My friends, for the most part, are News Brothers, some are dead and some are living.  Tony “Lying Sack of Shit” Durr and Harold “The Stranger” Lynch and Scott “Badger” Shelton among the former.  Okey “Skipper” Stepp’s also dead.  Jerry "Chuckles" Manley, Ricky G. "Dumbo" Moore, Jim "Flash" Lindgren, Frankie "Wuhm" White, David "Teach" Ross, Jim “Kentucky Fats” Monday (noted evangelist and hustler for God) and, most especially, my frequent book collaborator, Colonel Robert Stanley Dollar (“Death” News Brother) are among the living and I love them desperately. Future Nashville Mayor “StrawBilly” Fields was “whited out” – for awhile, anyway  – from that list when he failed to pay his dues by returning phone calls or e-mails from his friends who needed his help.  Probably better for his political future, as The News Brothers don’t like hacks and whores.  Come to think of it, I need to put his name back on that list. I love the big, old East Nashville “man of the people” (or man the size of many people).  He's just like so many other "friends" you only hear from when you call and they say "Damn, I've been meaning to call you.... So, you're still alive?"   

When the News Brothers get together, there is no time elapsed.

Of course, in the case of Rob and me, there really isn’t much time elapsed, as we talk in the shorthand of special friends frequently.  Soon we’ll be on our third book together, buoyed by the success of our first two and the overwhelming support of our friends.   

The shorthand of friendship is understood by so few, only the special ones who have shared life experience, who have loved us, who continue to do so.

Folks who know and celebrate our faults and our weaknesses with laughter and greet our few and meager successes with cheers.

Unfortunately, these folks are outnumbered in life by those who reply with self-righteous expletives when we just try to be ourselves, cynical warts and all, when reaching out for friendship and reassurance.

 It had been a long time since I saw Tom Carpenter, DVM, Orange County, California, a young man who long-ago admired my tie-dyed rolling jersey and later became the Duke’s veterinarian.

But as we forked into out breakfasts at Athens, it felt like any other Saturday morning in the early 1970s, when the rolling squad would regroup over breakfast before planning another day and night of serious study of the human spirit and other academic pursuits.

We were the benevolent Merry Men of Ames, Iowa, beloved at any all-night truck stop or biker bar.  We were fast on our feet and left good tips.    

When we stood by the old, white Saab at the end of our morning and reunion, I hugged Tom. He did so in return. I really didn’t want to let go, but he had pigs to castrate, or whatever the world’s top veterinarians do at these confabs.  The actual pig-castrating by the way came at the John Nitz homestead in Northwest Iowa, where a bunch of city boys were taught the cut-and-fry art by the local hog doctor 40-some years ago.
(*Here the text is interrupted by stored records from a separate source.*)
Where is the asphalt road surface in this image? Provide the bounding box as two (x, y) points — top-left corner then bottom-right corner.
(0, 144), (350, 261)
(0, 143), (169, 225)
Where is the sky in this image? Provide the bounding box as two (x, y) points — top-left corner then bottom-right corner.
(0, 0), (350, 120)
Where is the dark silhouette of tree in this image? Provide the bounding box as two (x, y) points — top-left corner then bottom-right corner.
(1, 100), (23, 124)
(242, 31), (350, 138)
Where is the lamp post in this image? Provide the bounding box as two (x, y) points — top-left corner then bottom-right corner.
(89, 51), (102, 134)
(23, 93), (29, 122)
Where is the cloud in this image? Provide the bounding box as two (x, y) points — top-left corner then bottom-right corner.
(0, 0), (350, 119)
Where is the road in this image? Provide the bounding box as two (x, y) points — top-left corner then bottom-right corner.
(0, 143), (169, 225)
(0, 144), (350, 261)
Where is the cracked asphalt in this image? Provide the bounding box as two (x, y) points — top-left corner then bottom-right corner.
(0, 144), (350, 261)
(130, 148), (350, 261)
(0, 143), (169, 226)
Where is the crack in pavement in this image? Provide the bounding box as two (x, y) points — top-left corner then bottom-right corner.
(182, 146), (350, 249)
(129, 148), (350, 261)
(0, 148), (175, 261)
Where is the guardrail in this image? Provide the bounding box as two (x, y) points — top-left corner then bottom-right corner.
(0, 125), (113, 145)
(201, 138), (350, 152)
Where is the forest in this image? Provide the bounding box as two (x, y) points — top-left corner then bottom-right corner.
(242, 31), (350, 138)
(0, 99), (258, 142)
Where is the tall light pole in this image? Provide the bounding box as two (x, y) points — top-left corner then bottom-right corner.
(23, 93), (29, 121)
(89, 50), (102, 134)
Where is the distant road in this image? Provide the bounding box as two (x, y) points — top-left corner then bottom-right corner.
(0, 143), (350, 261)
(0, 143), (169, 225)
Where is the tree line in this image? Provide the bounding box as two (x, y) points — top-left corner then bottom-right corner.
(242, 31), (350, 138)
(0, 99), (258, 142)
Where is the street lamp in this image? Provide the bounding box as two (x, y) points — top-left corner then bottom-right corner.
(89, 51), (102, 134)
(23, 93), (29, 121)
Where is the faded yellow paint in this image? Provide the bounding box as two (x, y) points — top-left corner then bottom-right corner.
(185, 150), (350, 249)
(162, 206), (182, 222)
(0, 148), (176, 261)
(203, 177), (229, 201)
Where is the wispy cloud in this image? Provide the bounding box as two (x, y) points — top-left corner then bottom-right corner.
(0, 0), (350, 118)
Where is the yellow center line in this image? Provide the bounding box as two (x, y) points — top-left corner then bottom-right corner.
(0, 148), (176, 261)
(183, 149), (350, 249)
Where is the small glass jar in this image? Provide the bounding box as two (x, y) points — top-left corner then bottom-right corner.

Actually Tom is more likely to be discovering the cure for feline leukemia than about anything else I can imagine. He’s that good of a fellow and vet.

Would we see each other again or is this the final chapter, the punctuation, the post script, one last roll through time with an old and steadfast friend?

Hell, Tom, if you’re out there, let’s get together again.  I just remembered the Viking Fest.

Were you there for that night when our guests – male and female -- tore into the roasted turkeys and then threw the naked bones – “Tom Jones”-style -- over their shoulders while filling glasses from an Everclear-spiked keg of Schlitz? We saved the Mad Dog 20/20 for the desert beverage?

Heck there are more tales to write. Thanks, Carpy. Your visit meant more to me than you can imagine.  

  (Note: The thing is that this is, for the most part, a true story, although time has played tricks on me.  There’s a hole in Daddy’s brain where all the memories go.)